Back to Basics

As Stefanie introduced last week, Talal is one of our more elusive subjects, and sources about his mental illness are slim. This makes it hard for us to determine if his abdication was truly the result of psychiatric illness, or just a plot by political adversaries. All of the Jordanian sources I read indicate that Talal abdicated due to “health issues”, but it seems like his struggles with mental illness have long been an open secret. In an obituary in The New York Times, Talal was described as becoming “increasingly subject to attacks of schizophrenia in which he indulged in morbid suspicions of his family and officials and sometimes violently attacked them.” This account is supported by the book When Illness Strikes the Leader: The Dilemma of the Captive King, which claims Talal “showed signs of weakness and emotional instability” as a child, later leading to “withdrawal and fits of violence”.

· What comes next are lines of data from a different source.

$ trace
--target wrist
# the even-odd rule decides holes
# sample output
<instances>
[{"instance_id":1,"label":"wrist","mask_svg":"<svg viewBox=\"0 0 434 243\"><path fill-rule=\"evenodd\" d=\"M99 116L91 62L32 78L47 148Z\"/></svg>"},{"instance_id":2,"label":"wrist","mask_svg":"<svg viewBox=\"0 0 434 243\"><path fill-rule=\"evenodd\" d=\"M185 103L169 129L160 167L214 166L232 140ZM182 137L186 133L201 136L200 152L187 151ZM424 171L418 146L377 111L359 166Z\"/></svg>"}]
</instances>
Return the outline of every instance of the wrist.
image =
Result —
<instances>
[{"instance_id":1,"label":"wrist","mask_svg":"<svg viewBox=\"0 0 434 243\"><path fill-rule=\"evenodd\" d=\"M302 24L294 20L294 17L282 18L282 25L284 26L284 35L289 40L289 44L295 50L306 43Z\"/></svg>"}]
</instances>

If you’re a day one ULTC follower, you’ll remember that this is not the first subject we’ve covered who suffered from schizophrenia. In our very first series exactly two years ago (and accompanying podcast), we talked about Charles VI of France. So it’s fitting that on our second birthday, we are circling back to the same disease. If you want to take a deeper look at the diagnosis, biology, and treatment of schizophrenia, I highly recommend going back and reading that post or listening to that episode. But just so we’re all on the same page, here’s a quick refresher. 

The hallmark symptoms of schizophrenia are delusions, hallucination, and paranoia. These are examples of “positive symptoms”, which also include disordered speech and thought. There are also “negative symptoms” like social withdrawal and depressed mood. The obituary and book I referenced earlier described Talal as experiencing both positive and negative symptoms – paranoia and social withdrawal. As we talked about in the Charles VI post, there is some association between positive symptoms and violence, but patients with schizophrenia are not inherently more violent, so keep that in mind if trying to generalize Talal’s symptoms to the larger patient population.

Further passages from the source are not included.